I’ll cut to the chase since I can’t type very well with one hand. I was taken to the emergency room because I became weak from the shock, x-rays were taken, and I have a broken elbow.

I am feeling much better, save the fact that I can’t go swimming and I can’t play piano, and I may have to take up dictation at this hunt-and-peck rate. In any event I saw an orthopedic surgeon this afternoon and he recommended surgery to stabilize the joint and attached tendon, because of my active lifestyle. Apparently the healing process will be faster as well as more efficient. I await a scheduling phone call.

Now on to some late August photos. I won’t be commenting so much… These photographs are from August 22, as I try to catch up with all my visits.

I think this was my last capture of a male Indigo Bunting for the season. The one below looks a little worse for wear. He was hanging out with a bunch of juveniles.

There were some Cedar Waxwings to be seen as well.

An Osprey flew over…

And less surprising, a Turkey Vulture

It was nice to see a Hairy Woodpecker. There are always Downies.

A juvenile Indigo Bunting

Miscellaneous Portage photos… the statue on a hot, dry day; the trail with towering growth on either side, which makes it increasingly difficult to avoid cyclists; an unidentified caterpillar; ripening poke weed berries; a strange, strangly-looking plant.
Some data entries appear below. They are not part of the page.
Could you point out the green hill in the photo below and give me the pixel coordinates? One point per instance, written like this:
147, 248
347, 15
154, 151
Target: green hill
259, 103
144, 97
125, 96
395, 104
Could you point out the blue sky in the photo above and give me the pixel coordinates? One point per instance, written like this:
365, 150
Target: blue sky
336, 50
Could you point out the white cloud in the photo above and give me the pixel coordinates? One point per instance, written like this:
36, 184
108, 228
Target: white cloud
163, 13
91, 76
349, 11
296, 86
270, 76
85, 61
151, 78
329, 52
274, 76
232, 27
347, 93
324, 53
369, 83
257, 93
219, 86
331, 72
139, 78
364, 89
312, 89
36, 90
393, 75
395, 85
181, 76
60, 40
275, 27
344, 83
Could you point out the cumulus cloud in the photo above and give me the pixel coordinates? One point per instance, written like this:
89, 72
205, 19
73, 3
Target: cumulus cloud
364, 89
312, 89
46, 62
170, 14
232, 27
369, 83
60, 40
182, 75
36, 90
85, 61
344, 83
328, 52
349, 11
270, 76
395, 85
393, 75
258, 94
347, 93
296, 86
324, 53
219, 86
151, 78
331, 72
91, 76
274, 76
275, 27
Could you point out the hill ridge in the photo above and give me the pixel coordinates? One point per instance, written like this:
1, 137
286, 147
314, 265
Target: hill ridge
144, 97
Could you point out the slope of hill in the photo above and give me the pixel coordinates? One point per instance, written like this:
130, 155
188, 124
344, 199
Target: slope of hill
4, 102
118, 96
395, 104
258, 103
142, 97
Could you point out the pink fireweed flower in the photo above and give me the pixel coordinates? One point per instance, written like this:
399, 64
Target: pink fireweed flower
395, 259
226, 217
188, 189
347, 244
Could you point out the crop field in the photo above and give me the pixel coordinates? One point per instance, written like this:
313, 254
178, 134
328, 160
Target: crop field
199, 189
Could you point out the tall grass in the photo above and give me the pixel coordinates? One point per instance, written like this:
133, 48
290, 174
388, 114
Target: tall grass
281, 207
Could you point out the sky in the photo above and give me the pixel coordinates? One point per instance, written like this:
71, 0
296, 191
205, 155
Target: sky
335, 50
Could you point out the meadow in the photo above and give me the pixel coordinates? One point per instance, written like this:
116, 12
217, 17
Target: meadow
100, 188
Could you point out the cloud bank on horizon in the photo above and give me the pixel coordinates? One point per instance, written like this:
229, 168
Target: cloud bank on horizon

I think this is a Delaware Skipper.

Black-capped Chickadees seem to be around as we head into fall. I have missed them on several earlier occasions.

American Goldfinches are everywhere now.

Juvenile Song Sparrow

I’m not sure all these new formatting options are worthwhile, but it was one way to use all these photos of a juvenile House Wren.

Juvenile House Wren

I hope to be back soon with more from various localities. I have two Saturday bird walks coming up and it remains to be seen whether I can lead them. I don’t get many pictures on these occasions anyway, but it would like to witness at least some fall migration.

Back to Panama (in Pictures)

Gray-Cowled Wood Rail

The last two days or so of my trip to Panama in March of 2017 have been sitting on my laptop languishing, never processed… perhaps just waiting for the depths of a testy winter to remind me of warmer climes. I can’t think of a better time to revisit the tropics, at least vicariously. And I am looking forward to visiting western Panama next February.

So here are some pictures from the last day at the Canopy Lodge and then from the hotel grounds in Panama City where I had several hours before my flight home. For the most part the tanagers and the Wood Rail above were at the lodge and all the rest of the pictures were my last day in Panama City.

Golden Hooded Tanager – this was the best image I could get, he kept eluding me.